Todos sabemos ya qué decir para no parecer antiguos, catetos o simplones, y claro que hay abuelos blogueros, pero son minoría

Hechos los deberes, merendamos como niños de parvulario: un batido de fresas, con nata por encima salpicada con chocolatinas de colores. Luego, paseamos hasta el Parque Isla Dos Aguas, donde acaba la historia de Alfanhuí. Bordeado por el río Carrión, el lugar es un vergel en medio de una ciudad chiquita y fría. Le digo a mi padre que ese es el fin, que en ese montículo central lleno de rosas minúsculas de color pálido acaba el libro. Nos sentamos y le cuento que ahí llega Alfanhuí y llora y que sus lágrimas se mezclan con la lluvia y de algún modo, el niño da paso al adulto y crece. «Se ha perdido ya hasta el tiempo de llover», me responde con una de esas frases que él dice sin pensar y sin leer y que a mí me sobrecogen. Se levanta, me propina otro empujón y me deja sola en ese promontorio esmeralda de corona sonrosada. Le veo sacar el teléfono y hacerme unas fotos y yo poso como si no fuera yo, sino la Silvia que le llegaba al ombligo y se colgaba de su antebrazo ferroso hace ya décadas.

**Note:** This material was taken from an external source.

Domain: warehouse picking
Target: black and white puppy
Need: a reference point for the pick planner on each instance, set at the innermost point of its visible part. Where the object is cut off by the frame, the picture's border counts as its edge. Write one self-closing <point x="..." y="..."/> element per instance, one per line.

Al bajar de esa pequeña loma, noto que la Silvia chiquita se ha quedado arriba, junto a las flores. Abajo, más alta y más ligera, miro a mi padre y lo veo más capaz que ayer de exprimir una etapa que está aprendiendo a vivir. Capaz de ser feliz, de disfrutar, de demorarse al fin. Salimos de la rosaleda, no miro atrás, sólo repito una frase. Es la única que mi memoria ha conseguido guardar tras leer muchas veces Alfanhuí, como si las Silvias de los 7, 12, 18, 25 y 33 años supieran que algún día me iría bien: «Nadie puede decir que conoce el verde de una planta, si no lo ha visto seco alguna vez».